Starting to seriously think about some sort of therapy now. I've never wanted to before, but I've been reading more, thinking a lot and wonder if it might help.
For the last day or so, I've been thinking about one event. Mum came to visit me about ten years ago. I think she just wanted a city trip, do some museums etc. She was very much an alcoholic at the time but she was still sort of functional. I was starting to shake off some of the denial. Anyway, I met her in the city centre, she got out of a taxi and my heart sank because I realised she was already drunk. We went to a museum but I wanted to climb out of my skin and I thought I cannot fucking do this. I cannot be here. I cannot stay in this situation a second longer. I told her I was going home and I left her by herself.
I feel enormously guilty about this. And ashamed, because who leaves their mother alone in a city like that? She knew the city, had plenty of money, would be fine, but it's still not ok. I think maybe my brain has chosen this event to help express the general guilt and shame that I otherwise can't really make tangible.

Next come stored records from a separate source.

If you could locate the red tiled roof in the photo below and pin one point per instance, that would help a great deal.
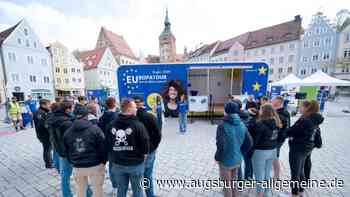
(283, 32)
(91, 58)
(119, 45)
(4, 34)
(227, 44)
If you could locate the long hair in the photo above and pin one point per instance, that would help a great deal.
(175, 84)
(268, 113)
(311, 107)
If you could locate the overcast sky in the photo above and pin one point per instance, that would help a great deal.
(76, 23)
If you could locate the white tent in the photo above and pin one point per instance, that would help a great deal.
(290, 80)
(322, 79)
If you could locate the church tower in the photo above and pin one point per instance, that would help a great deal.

I told my partner all of this just now, but he walked away, up the stairs, saying his contact lenses were irritating him. He's very apologetic now and I don't think he meant to do that, but I realised I cannot risk this happening again. It's already hard enough to talk or express anything, ever. I've never really been listened to. I think I need to pay someone, who will sit there and listen and not walk away.
Hope no one minds me pouring out about this rather niche event but I had to get it out just now.